Wiem, że się powtarzam, ale jestem uzależniona… uzależniona od prozy Stef Penney. Po kilku (ponownie) latach na głodzie, doczekałam się jej trzeciej powieści Pod Gwiazdą Polarną (wcześniejsze to: Czułość wilków i Niewidzialni). Stef Penney według mnie urodziła się by pisać, natomiast biografia oficjalna donosi: Stef Penney urodziła się i wychowała w Edynburgu. Po ukończeniu filozofii i teologii na uniwersytecie w Brystolu, postanowiła rozpocząć studia filmowe na Akademii Sztuki w Bournemouth. Jej debiutancka powieść Czułość wilków została nagrodzona nagrodą Costa Book Awards, i uwielbieniem od strony czytelników.

okładkowo
Flora Mackie miała dwanaście lat, kiedy pierwszy raz przekroczyła koło podbiegunowe ze swoim ojcem na statku wielorybniczym. Teraz powraca na zamarznięte morza jako szefowa własnej ekspedycji odkrywczej.
Jakob de Beyn wychował się na Manhattanie, ale jego pragnienie zdobywania nowych horyzontów prowadzi go na Arktykę jako członka konkurencyjnej wyprawy. Kiedy on i Flora spotykają się po raz pierwszy, od razu nawiązuje się między nimi więź, która przeradza się w żarliwą miłość. Wspaniałe lato na Grenlandii dobiega jednak końca, a Jakob i lider jego ekspedycji wyruszają w głąb lądu. Wyprawa okaże się tragiczna w skutkach…

Stef Penney snuje porywającą historię miłosną osadzoną na tle surowego piękna Arktyki, wśród niezamieszkanych połaci tundry, pokrytych śniegiem nieużytków i łagodnych łąk. Szkicuje fascynujący obraz mrocznej strony złotego wieku eksploracji spowity tajemnicą, którą Flora rozwieje dopiero, gdy jako staruszka powróci na biegun północny po raz ostatni.

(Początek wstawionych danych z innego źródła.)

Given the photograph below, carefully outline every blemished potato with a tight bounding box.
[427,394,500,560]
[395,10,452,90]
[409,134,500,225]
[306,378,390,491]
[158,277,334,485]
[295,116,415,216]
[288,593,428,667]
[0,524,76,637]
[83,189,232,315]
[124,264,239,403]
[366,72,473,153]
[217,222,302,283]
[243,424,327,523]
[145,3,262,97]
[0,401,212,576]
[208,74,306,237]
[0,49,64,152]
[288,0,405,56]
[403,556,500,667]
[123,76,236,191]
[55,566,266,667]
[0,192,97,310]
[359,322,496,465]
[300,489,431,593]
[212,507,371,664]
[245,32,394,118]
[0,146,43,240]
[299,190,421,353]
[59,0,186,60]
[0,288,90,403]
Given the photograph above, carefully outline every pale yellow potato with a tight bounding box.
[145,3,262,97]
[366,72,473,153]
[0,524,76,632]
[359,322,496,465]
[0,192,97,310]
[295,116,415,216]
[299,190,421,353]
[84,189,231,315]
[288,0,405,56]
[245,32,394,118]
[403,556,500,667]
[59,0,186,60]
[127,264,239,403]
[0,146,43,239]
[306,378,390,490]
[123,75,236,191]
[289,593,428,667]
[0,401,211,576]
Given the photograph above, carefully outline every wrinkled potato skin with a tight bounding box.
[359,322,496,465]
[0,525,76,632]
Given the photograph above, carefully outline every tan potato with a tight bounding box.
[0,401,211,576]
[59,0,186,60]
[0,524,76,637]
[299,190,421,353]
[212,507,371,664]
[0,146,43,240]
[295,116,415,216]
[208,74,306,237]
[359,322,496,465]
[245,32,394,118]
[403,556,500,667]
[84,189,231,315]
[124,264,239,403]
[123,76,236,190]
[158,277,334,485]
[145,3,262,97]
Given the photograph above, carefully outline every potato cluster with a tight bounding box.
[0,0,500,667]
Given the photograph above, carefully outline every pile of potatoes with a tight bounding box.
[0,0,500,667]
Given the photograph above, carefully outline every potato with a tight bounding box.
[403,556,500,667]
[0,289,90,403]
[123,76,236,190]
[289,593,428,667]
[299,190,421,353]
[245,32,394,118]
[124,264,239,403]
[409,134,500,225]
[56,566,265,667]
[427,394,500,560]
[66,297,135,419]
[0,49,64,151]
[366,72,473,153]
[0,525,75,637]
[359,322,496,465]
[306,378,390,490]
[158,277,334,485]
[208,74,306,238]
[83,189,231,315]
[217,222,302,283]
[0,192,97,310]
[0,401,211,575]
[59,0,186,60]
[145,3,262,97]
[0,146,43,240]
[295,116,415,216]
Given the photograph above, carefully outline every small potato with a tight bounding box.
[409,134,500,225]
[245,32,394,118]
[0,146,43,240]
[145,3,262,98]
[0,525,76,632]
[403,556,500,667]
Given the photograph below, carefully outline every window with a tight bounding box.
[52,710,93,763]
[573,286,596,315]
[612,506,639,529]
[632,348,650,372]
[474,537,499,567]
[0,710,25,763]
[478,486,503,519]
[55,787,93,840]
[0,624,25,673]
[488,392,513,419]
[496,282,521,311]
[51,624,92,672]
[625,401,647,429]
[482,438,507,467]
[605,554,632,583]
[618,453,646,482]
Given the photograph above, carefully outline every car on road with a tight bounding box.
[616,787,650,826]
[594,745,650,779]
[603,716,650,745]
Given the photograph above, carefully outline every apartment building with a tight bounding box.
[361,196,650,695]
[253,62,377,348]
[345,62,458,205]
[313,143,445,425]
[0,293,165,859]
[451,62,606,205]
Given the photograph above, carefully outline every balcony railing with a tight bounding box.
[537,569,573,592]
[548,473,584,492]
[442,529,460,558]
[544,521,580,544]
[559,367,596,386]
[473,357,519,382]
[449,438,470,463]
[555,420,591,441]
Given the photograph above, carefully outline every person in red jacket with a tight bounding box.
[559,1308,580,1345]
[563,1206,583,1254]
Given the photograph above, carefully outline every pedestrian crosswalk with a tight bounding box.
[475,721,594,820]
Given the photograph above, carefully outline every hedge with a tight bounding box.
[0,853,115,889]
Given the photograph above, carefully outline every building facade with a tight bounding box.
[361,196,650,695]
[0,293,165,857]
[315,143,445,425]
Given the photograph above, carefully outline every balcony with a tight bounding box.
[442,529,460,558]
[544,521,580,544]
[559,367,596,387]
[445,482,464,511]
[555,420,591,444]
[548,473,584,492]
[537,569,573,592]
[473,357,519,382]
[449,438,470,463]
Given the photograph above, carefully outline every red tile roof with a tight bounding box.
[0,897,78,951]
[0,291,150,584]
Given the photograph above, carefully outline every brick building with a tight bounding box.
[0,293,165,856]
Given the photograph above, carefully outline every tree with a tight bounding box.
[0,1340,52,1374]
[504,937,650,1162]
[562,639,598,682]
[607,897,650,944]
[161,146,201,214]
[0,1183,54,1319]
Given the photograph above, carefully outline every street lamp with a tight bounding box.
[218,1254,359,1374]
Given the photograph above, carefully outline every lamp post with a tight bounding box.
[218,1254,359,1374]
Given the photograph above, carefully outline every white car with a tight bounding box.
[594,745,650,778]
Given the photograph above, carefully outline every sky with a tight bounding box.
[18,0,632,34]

Pisarka po raz kolejny buduje w swojej powieści niesamowity klimat, dba o najmniejsze detale także (a może zwłaszcza) przy kreowaniu bohaterów. W tej powieści, jak i w poprzednich pojawia się silna kobieca osobowość, co w połączeniu z surową naturą i burzą uczuć daje mieszankę wybuchową…
Książkę odebrałam też jako pewnego rodzaju hołd złożony wszystkim kobietom odkrywczyniom, pionierkom, tym które wychodziły nie tylko poza ramy swoich gorsetów ale i czasów w których przyszło im żyć, niejednokrotnie płacąc za taką odwagę ogromną cenę.

Do sięgnięcia po książkę zachęcam nie tylko z powodu nadciągającej zimy, czy słabości do tej autorki, ale przede wszystkim ze względu na świetną prozę.